# Mit dem Kutter von San Diego



## Sockeye (15. März 2017)

Nachdem ich eigentlich ein paar Jahre nicht mehr zum Angeln gekommen bin, ist es doch 2018 mal wieder soweit.
Im Januar 18 geht's mit der "American Angler" auf den Accurate Trip, 14 Tage Süd-Westlich, Richtung Hurricane Bank, Clarion Island etc... auf Yellowfin. Natürlich mit dem Ziel eine schöne "Cow" zu verhaften.

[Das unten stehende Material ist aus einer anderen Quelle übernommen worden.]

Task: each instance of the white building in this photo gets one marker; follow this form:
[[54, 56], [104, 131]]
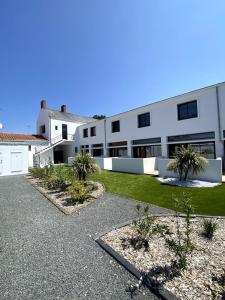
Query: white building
[[195, 118]]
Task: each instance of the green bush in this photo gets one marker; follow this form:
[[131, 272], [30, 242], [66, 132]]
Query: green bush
[[79, 192], [83, 165], [209, 228], [56, 182], [38, 172], [181, 243]]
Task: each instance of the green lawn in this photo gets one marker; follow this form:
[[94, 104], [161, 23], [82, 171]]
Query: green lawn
[[210, 201]]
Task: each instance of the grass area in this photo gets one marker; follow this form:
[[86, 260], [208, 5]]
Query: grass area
[[207, 201]]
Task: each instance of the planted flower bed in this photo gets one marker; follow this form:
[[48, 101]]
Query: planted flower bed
[[184, 254], [64, 188]]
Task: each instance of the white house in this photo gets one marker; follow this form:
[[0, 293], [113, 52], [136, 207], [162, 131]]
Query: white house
[[158, 129]]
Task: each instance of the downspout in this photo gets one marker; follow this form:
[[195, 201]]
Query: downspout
[[219, 123], [218, 113], [105, 135]]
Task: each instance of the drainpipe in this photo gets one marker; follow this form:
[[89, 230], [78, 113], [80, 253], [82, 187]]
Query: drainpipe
[[218, 113], [105, 154], [219, 123]]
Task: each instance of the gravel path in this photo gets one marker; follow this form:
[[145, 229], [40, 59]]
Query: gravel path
[[45, 254]]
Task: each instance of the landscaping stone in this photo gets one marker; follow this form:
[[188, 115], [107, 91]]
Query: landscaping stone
[[48, 255], [188, 183], [206, 265]]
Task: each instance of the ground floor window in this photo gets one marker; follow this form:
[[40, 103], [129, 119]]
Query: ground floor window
[[118, 152], [206, 149], [147, 151], [97, 152]]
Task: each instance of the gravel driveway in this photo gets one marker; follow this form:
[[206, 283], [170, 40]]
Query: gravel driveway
[[48, 255]]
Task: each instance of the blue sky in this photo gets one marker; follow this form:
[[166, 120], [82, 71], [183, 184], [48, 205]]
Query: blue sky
[[104, 56]]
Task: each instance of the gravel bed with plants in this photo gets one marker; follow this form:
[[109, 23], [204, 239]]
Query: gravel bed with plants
[[183, 253], [67, 188]]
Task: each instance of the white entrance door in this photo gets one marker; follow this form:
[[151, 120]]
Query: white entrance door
[[1, 163], [16, 162]]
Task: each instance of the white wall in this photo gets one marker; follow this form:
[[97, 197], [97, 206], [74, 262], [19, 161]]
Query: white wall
[[6, 158], [134, 165], [164, 121], [212, 172], [105, 163]]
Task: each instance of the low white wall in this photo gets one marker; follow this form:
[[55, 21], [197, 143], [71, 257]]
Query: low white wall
[[134, 165], [212, 172], [70, 161], [105, 163], [46, 157]]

Die Vorbereitungen laufen auf Hochtouren, obwohl es fast noch ein Jahr bis dahin vergehen wird, aber Vorfreude ist ja bekanntlich die schönste. Daher auch meine Fragen, bezüglich Sachen die ich mitnehmen / mir dort kaufen sollte. Es gibt zwar "loaner gear" und nach Aussagen der Betreiber alles was wir benötigen zu "Internetpreisen" an Bord zu kaufen, aber ist das wirklich so? Hat jemand vielleicht Erfahrungen mit der Long-Range Flotte von San Diego? Muss ja nicht die AA sein, es gibt ja viele andere (Red Rooster, Intrepid, Excel, Polaris...) Für jegliche Tipps bin ich dankbar...

VG
Sockeye


----------



## tomsen83 (15. März 2017)

*AW: Mit dem Kutter von San Diego*

Uiiii Party Boat Trip in San Diego und dann noch Long Range. Guck mal bei 360tuna.com. Im Forum gibt's jede Menge ne Beiträge, insbesondere zu den Party Boats in San Diego und gute Hinweise zu tackle und techniques.  Hatte da mal interessehalber ne ganze Zeit gelesen und fands sehr informativ. Ansonsten geile Nummer die du vor hast:m

Edith sagt:
http://www.americananglersportfishing.com/suggested-tackle/10-to-17-day-trips/
Find ich sehr hilfreich aber wirklich dolle viel Gerödel...


----------



## makro (16. März 2017)

*AW: Mit dem Kutter von San Diego*

Hi,

hier findest Du eigentlich alles was Du an Infos brauchst, bevorzugte Boote, Tackle, usw.
https://www.bdoutdoors.com/forums/forum/san-diego-long-range-sportfishing-reports/

makro


----------



## Sockeye (17. März 2017)

*AW: Mit dem Kutter von San Diego*

Danke euch beiden, da habe ich erstmal genug zu lesen...:m

Aber was die von der AA Seite zum Tackle schreiben ist m.E. echt overkill...:q


----------



## makro (17. März 2017)

*AW: Mit dem Kutter von San Diego*

Hier noch etwas spezieller zu den Anbietern in SoCal: https://www.bdoutdoors.com/forums/forum/so-cal-sport-boat-trip-planning/ . Auf den Seiten der Anbietern findest Du alle Infos was, Du für den Trip mitzubringen hast, von der Unterhose bis zum Tackle ist alles aufgelistet.


----------



## Sockeye (28. Januar 2018)

*AW: Mit dem Kutter von San Diego*

Sodale, ich bin wieder im Lande. Das war eine einzigartige Erfahrung und einfach unglaublich, was die YFT für einen Rabatz machen und in wahnsinniger Geschwindigkeit einem bei 20kg Bremskraft eine 80er Accurate Rolle leerspulen... kaum steht dann die Boje mit der Backup-Angel bereit, drehen sie um und man kommt im 2. Gang kaum nach die Schnur einzuholen, bis er unterm Boot durchsaust und die Rolle in die andere Richtung leer macht... das Spielchen kann sich durchaus des Öfteren wiederholen, so dass wenn der Fisch an den Gaffen hängt (es waren teilweise bis zu 4 nötig) auch der Angler am Ende seiner Kräfte war...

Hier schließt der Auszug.